XLibris is a system of new handheld electronic books and software for editing documents on
these devices. It is an asynchronous application and classifies as high-tech because it requires
new devices and requires collaborators to abandon favored single-use editing applications to
access the collaborative capabilities.
Other applications are analyzed similarly.
Note that there appears to be a large gap in the synchronous, low-tech portion of the map,
suggesting that this would be a good area to explore for a new HCSCW application. Before
proceeding, though, we should consider what sort of collaboration we would like to support. A
common scenario for collaborative work, with or without the aid of computers, proceeds like so:
Person A is working alone on some task.
A wishes to enlist the aid of person B.
A and B begin to collaborate.
If computers are not involved, this scenario can be played out anywhere. That is, the ability to
collaborate is not location-dependent. Note also that in such a scenario, social protocols are often
used to control the collaboration. The question, for a CSCW researcher, is whether collaboration
using computers can be made as natural as that not involving computers.
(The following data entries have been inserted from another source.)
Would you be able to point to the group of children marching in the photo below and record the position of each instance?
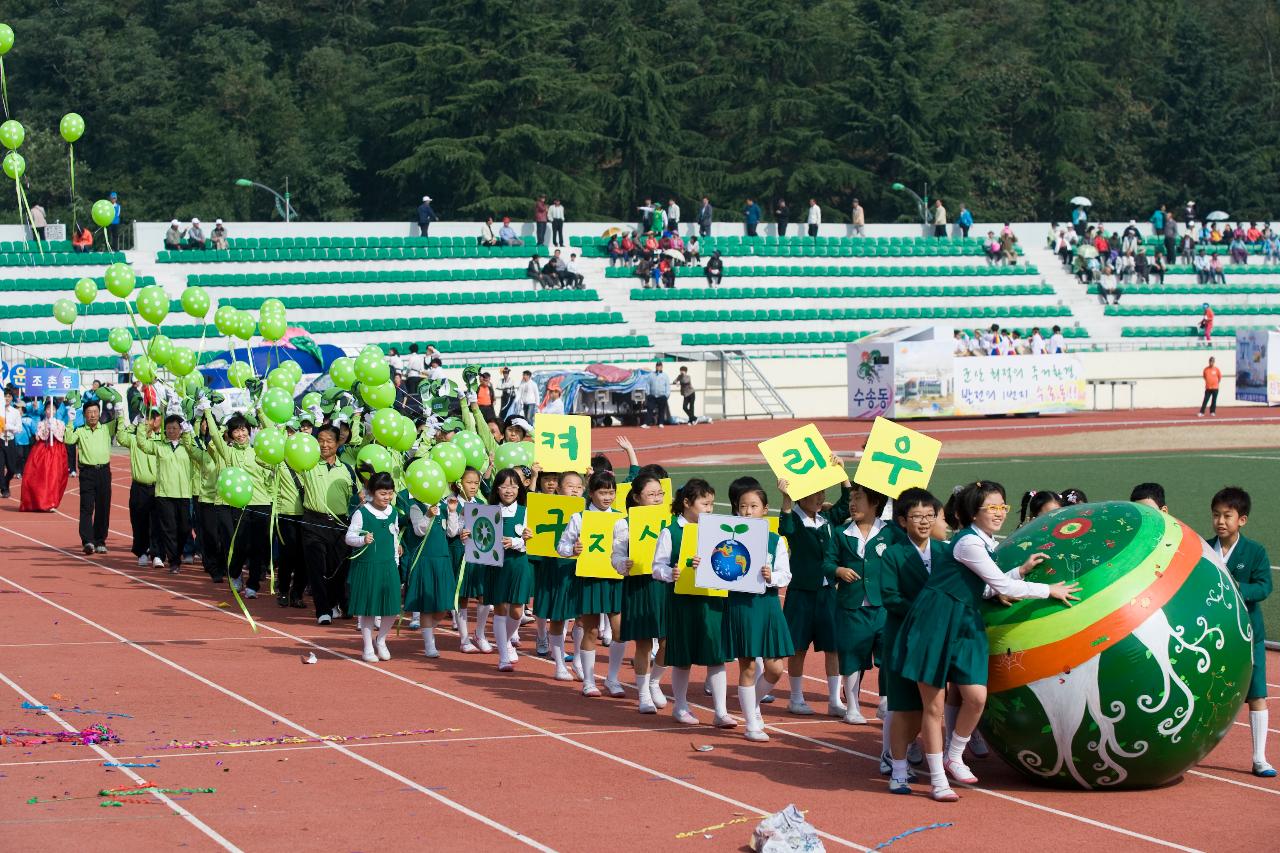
(869, 583)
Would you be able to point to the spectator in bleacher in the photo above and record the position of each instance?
(507, 235)
(82, 240)
(782, 215)
(425, 215)
(556, 213)
(714, 269)
(219, 235)
(526, 396)
(195, 236)
(814, 219)
(750, 217)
Shared Windows as Low-Tech Collaboration
One example of an existing CSCW application that supports a natural collaboration in the given
scenario is shared desktop windows. Such an application qualifies as low-tech because it makes
use of existing infrastructure, hardware and software, to support collaboration. What is added is
the capability to share a view of an arbitrary running application between two or more displays.
Users remain in their same physical environments, make use of existing hardware, and share
their preferred single-user applications.
A typical shared widow system adds a proxy, sometimes referred to as a conference agent,
between one or more applications and the window system on each user’s computer (see Figure
4).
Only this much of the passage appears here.